El sol
se refleja en el agua de forma cegadora. El embarcadero de madera vieja y húmeda
cruje por el peso de mi cuerpo. Me siento en el borde de este y hundo mis pies
en el agua turbia y fría, zapatos incluidos. Oigo a los patos graznar a lo lejos. Si me fijo, perece que se rían de mí.
La suave brisa me acaricia y me pone los pelos de punta. Los estorninos,
acostumbrados ya a la gente, se posan a mí alrededor, sin acercarse. Me miran
como si quisieran establecer un pacto: tú nos dejas en paz y nosotros te
dejamos observar nuestra belleza.
Los postes
del pequeño puerto vibran ligeramente y ondulan el agua, como si intentaran
peinarla. Yo también siento la vibración: el pie que ha pisado el primer madero
y viene hacia mí. No debí venir. El sol, casi ya detrás de las montañas lejanas
crea destellos volátiles a mi espalda. Destellos metálicos y afilados.
No
necesito girarme para saber que no tengo escapatoria. Podría saltar y nadar,
aunque solo significaría alargar mi vida durante un periodo de tiempo
angustioso y terrorífico. Podría saltar y ahogarme, así por lo menos le quitaría
la satisfacción. Pero no, soy cobarde y quiero ver como sufre. Entre rejas y carcomiéndose.
Porque sé que me quiere. Y yo le quiero. Me siento atrapado. Pero no le voy a
dar más posibilidades.
Oigo el
sonido del autobús de la línea 25 viniendo hacia aquí. Podría llegar a tiempo y
salvarme. Pero no. Echo una última mirada a mis lados. Al norte, me despido de
mi amada Valencia. Al sur, veo la endeble figura del Montgó deformada por la
distancia y el polvo vespertino. Oigo un
último paso y sin pronunciar un mísero epitafio me destruye por dentro.

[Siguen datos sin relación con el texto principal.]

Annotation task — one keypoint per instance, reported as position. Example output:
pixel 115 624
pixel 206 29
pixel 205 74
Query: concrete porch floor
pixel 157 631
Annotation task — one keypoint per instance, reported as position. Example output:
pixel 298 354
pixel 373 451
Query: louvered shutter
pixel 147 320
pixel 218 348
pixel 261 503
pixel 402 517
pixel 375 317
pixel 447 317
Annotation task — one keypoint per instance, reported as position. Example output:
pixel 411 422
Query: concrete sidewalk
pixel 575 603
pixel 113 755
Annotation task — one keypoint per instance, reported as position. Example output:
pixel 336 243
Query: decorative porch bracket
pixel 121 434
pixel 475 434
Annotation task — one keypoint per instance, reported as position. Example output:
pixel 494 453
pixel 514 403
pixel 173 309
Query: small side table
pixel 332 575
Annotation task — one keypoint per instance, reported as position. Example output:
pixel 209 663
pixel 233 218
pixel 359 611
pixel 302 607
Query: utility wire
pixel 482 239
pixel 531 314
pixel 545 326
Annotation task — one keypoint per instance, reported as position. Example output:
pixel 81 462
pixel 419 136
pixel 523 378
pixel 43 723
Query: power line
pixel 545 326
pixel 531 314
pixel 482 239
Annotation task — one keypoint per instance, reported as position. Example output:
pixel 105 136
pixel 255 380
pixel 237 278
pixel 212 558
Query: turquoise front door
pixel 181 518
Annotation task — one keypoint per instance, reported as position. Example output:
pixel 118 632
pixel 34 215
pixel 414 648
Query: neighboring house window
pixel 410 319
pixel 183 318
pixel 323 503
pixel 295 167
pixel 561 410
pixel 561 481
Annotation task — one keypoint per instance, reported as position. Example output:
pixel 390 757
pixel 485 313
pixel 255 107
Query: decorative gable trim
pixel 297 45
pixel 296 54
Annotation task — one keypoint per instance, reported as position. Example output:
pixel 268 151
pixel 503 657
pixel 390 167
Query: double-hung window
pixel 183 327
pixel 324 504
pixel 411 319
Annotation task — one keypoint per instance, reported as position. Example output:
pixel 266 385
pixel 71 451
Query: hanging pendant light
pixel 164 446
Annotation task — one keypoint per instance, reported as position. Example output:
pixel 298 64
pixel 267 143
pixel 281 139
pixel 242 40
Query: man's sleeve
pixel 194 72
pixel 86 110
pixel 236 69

Siento el dolor y después…
belleza. No soy el único que estalla en rojo. El cielo se vuelve en una gran
explosión de bermellones, naranjas, amarillos y violetas. El polvo de poniente
convierte los colores en un bombardeo multicolor que transforma el ocaso
valenciano en un cuadro de Sorolla. Pero lo mejor es la Albufera. El agua lo
refleja, lo refleja todo. Como un espejo, un espejo de plata incandescente en
el oeste que se va enfriando hasta volverse solida a mis pies. Las garzas y las
gaviotas se convierten solo en siluetas negras que motean el lago y el
firmamento prendidos en llamas.
Me ahogó
en mi propia sangre pero sonrío. Pobres los necios que viajan buscando belleza,
ignorando lo que dejan en casa. Empiezo a sentirme débil. He sentido el cuchillo
desgarrarme siete u ocho veces más, pero ni siquiera me ha importado. Algo tan
artificial como el abrazo penetrante de un filo jamás se comparará con la
naturaleza, capaz de enamorar los ojos. Siento humedad en la nuca. Llora. Sé que
está llorando… y sobre mí.
Me resbalo
y empiezo a caer sobre el agua. Sin embargo, aún soy capaz de ver como una
barca negra de sombras atraviesa el agua a lo lejos, ondulando el espejo al
rojo vivo, ampliando el espectro de calores hasta sumirme en un éxtasis
irisado. Después, solo color y felicidad, nunca más oscuridad.